At 9:10 p.m. Aug. 28, officials said, a laser went into the cockpit of a helicopter flying a 5-year-old boy injured in a bicycle accident to Children’s Hospital. An hour later, a green laser lit up the interior of another helicopter flying a 65-year-old man who injured his head in a fall to UPMC Presbyterian. Neither pilot was injured.

“It could have been kids goofing around, they thought it would be funny,’’ STAT MedEvac spokesman Dan Nakles said. “Maybe they didn’t think about what could have happened. You hope it wasn’t intentional. You hope nobody meant to do it in that manner, but you don’t know.’’
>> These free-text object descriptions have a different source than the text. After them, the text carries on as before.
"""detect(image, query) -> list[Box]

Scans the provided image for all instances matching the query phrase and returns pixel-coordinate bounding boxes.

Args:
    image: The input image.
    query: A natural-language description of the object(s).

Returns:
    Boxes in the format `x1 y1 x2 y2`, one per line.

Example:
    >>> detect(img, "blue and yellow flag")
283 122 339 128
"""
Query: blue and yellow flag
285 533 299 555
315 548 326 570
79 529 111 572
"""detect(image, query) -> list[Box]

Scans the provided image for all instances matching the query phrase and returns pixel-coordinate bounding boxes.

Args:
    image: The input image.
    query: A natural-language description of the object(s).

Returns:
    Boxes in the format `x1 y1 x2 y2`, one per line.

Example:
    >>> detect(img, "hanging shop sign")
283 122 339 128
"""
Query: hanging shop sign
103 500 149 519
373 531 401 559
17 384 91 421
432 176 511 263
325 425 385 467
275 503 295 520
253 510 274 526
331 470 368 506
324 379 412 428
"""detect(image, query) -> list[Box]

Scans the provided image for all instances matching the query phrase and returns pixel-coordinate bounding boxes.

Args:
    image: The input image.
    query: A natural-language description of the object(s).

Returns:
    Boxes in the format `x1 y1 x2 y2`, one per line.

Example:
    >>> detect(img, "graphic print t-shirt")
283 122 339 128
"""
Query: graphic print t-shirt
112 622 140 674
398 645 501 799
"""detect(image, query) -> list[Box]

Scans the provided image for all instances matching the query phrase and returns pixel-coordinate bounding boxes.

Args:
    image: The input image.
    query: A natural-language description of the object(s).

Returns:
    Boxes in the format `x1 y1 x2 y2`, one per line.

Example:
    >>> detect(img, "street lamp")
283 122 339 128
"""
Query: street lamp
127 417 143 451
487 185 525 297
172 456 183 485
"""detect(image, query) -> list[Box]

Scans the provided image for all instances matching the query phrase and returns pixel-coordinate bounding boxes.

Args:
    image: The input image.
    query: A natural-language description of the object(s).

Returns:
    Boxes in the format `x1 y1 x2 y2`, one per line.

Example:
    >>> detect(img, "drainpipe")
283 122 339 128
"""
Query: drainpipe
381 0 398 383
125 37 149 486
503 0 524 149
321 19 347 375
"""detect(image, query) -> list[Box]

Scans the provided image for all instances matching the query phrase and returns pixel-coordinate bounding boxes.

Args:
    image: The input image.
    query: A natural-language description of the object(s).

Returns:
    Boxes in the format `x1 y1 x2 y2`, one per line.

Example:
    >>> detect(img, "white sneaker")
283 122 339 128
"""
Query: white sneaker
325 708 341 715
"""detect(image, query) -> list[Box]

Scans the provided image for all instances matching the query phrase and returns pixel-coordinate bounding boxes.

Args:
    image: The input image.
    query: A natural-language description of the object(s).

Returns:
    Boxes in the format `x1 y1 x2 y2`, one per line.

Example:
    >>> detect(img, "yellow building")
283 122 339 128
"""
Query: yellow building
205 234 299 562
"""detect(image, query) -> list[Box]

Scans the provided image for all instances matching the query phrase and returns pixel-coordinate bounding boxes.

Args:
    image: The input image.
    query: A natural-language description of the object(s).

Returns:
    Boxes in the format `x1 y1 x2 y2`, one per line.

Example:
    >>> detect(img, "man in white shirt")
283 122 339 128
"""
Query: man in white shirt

Peters said only one injury from such an incident has been reported in the Pittsburgh area since 2005. On May 6, 2008, a pilot of a military aircraft reported slight blurring in his eyes after someone shined a laser into his cockpit.

Federal authorities think the sharp increase in reported incidents could be due to drop in price of hand-held lasers, the ease of ordering them online and the presence on the Internet of instructions on how to build a laser.

Shining a laser into a cockpit is a federal crime, and a person convicted of interference with air navigation can face five years in prison and a $250,000 fine. Officials say malicious use of a laser device that interferes with a flight crew could also be prosecuted under the Patriot Act.

In California, a man convicted of shining a laser at two airplanes, temporarily blinding one pilot, was sentenced in November to 21/2 years in federal prison.